Quoting: Caniac2000
On the goalie point, Goalies have never commanded this kind of return. EVER. Bean right now is one of the best analytical D men in the NHL (albeit a limited sample size). Carolina being an organisation run by Eric Tulsky's analytical group will not be moving him for something like this. He's been nothing short of incredible. Bean and a 3rd? Maybe, Bean and a 2nd for some retention? Okay, understandable. Bean and a 1st? Yeah, no.
I find it fascinating that your response begins with an objection to the proposed trade on a general principle (which I vehemently dispute), but then immediately morphs into an objection based upon an analysis of the internal elements of the specific trade (the validity of which I totally accept). It looks to me like you do not believe the theory I challenge as much as you think.
The fallacy in the blanket, mindless yardstick of “no player in X class of players has ever been traded for Y, so therefore Player Z isn’t worth Y” should be obvious. You, and all other rational observers, wouldn’t apply that to forwards or defensemen. Yet it continues to have a zombie-like life-after-death existence when applied to goalies.
Let’s change goaltenders. Instead of Darcy Kuemper, substitute Andrei Vassilevskiy or Connor Hellebuyck in the proposed trade. NOW would you reject the proposed exchange on the ground that “Goalies have never commanded this kind of return. EVER.”? Of course you wouldn’t; that would be moronic. I know you, and you’re far from a moron.

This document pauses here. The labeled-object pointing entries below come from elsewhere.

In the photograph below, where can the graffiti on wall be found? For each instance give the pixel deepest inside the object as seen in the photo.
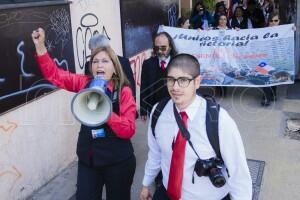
(89, 24)
(20, 78)
(8, 171)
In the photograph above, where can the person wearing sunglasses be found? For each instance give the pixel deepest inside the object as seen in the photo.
(170, 152)
(153, 87)
(200, 17)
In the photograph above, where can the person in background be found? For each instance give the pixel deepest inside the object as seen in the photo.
(100, 40)
(255, 14)
(240, 20)
(220, 9)
(239, 3)
(222, 23)
(200, 18)
(153, 87)
(183, 22)
(170, 152)
(268, 7)
(105, 153)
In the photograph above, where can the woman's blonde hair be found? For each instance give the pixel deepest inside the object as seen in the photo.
(118, 78)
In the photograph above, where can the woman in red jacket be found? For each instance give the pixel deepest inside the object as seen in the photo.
(107, 158)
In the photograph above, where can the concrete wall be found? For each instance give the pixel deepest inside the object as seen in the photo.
(89, 17)
(37, 141)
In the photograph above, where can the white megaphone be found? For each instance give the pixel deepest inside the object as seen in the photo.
(91, 106)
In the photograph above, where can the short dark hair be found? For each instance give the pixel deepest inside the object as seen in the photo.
(173, 51)
(187, 62)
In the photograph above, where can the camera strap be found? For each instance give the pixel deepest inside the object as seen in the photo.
(185, 133)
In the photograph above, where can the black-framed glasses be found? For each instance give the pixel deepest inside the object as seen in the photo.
(161, 48)
(182, 81)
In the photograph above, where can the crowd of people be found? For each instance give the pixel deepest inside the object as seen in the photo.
(243, 14)
(191, 164)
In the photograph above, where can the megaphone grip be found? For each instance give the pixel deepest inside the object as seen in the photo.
(93, 101)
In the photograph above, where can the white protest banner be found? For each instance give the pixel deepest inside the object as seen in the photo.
(249, 57)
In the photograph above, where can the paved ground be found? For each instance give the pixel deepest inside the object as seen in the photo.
(262, 130)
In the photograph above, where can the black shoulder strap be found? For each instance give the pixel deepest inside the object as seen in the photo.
(156, 113)
(212, 124)
(212, 121)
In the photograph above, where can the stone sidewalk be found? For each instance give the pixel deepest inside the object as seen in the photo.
(263, 133)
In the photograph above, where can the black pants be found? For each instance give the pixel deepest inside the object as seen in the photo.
(117, 179)
(161, 194)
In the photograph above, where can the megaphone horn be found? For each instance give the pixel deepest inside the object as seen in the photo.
(92, 106)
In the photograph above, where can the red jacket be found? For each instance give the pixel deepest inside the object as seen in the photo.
(123, 125)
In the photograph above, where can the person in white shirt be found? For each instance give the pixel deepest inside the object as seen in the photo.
(183, 80)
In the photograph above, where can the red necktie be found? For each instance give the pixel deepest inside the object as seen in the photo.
(177, 162)
(162, 64)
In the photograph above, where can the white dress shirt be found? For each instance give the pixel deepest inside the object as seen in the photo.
(238, 185)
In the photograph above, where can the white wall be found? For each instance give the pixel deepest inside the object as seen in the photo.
(97, 15)
(37, 141)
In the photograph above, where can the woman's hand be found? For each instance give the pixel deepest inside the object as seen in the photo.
(38, 38)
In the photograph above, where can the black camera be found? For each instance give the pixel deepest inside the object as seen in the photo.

The reason why the theory that “goalies have never commanded this kind of return” is obvious: goalies in the top tiers of their trade (pun intended) don’t get traded, period, so we have no comparables by which to even suggest a proper trade value. To put it another way, it’s foolish to argue what the trade value of top-flight goalies should be by pointing to trades of far less accomplished tenders.
Consider the list of goalies traded since 2010. (Exclude goalies traded for other goalies, of course.) Do you really want to argue that because Jack Campbell or Jake Allen or Keith Kincaid or Devan Dubnyk got traded for a third-round pick or worse, those deals should apply to, let alone govern, what a top-flight goalie should command on the open market? Of course not.
Suppose I could show you that no Finnish top-6 forward has ever been traded for more than two first-round draft picks. Are you going to defend the idea that Sebastian Aho isn’t worth more than two first-round draft picks, based upon that general “principle” of perceived wisdom? Of course not.
Let’s also suppose that Bill Guerin is pleasantly surprised that his new team is in contention for the playoffs, and that he believes that the right #1 center will put them over the top. So he trades both of his 2021 first-rounders and his 2022 first-rounder for Mika Zibanejad. Are you going to argue that this exchange means that Connor McDavid’s trade value isn’t any higher, because no #1 center has “ever commanded this kind of return”? Of course not.
Trade value is determined by the specific qualities of each player and each element, not some one-size-fits-all, anti-intellectual, false rubric.
Finally, your contention that Carolina wouldn’t trade Bean and a first for Kuemper because of their metric theories is entirely valid, as I acknowledged above. I have no dispute with that.